The shoot apical meristem of Sinapis alba L. expands its central symplasmic field during the floral transition.

The shoot apical meristem (SAM) is functionally subdivided into zones with distinct tasks. During vegetative growth the peripheral zone of the meristem gives rise to leaf primordia that develop into dorsiventral leaves under the influence of signals from the central zone. During the floral transition the function of the SAM is altered and its peripheral zone starts to form floral structures in a specific pattern. This requires alterations in the signal networks that coordinate the activities of the peripheral and central zone of the SAM. These signal networks are partly housed in the symplasmic space of the SAM. Dye-coupling experiments demonstrate that in the superficial layer of the Sinapis alba meristem this space is radially subdivided. The cells of the central zone are coupled into a symplasmic field, which is shielded from the peripheral zone by the positional closing of plasmodesmata. In the vegetative meristems, most of these central symplasmic fields have a triangular geometry and are relatively small in size. Plants that are induced to flower by exposure to a single long day alter the geometry as well as the size of their central symplasmic field. After two subsequent days under short photoperiod the central symplasmic fields exhibit a circular form.

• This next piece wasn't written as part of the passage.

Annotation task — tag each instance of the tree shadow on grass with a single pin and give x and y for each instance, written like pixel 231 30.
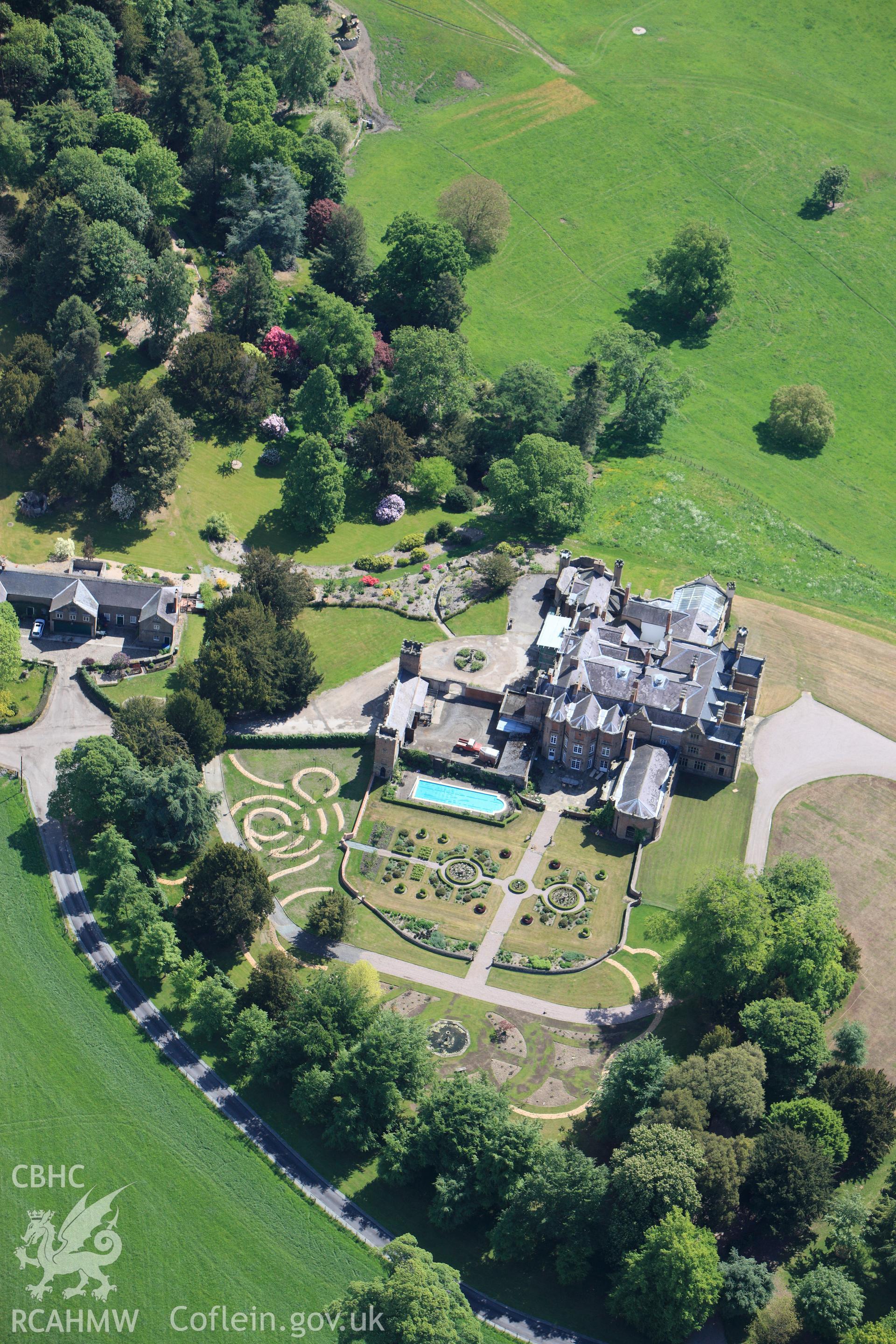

Simultaneously, their size strongly increases both in an absolute sense and relative to the enlarging meristem. The geometric change in the fields is hypothesized to be due to recruitment of extra initial cells, required to support the increase in phyllotactic complexity. The proportional increase in field size is interpreted as an adjustment in the balance between the central and peripheral zone of the SAM, accompanying the shift from leaf production to flower formation.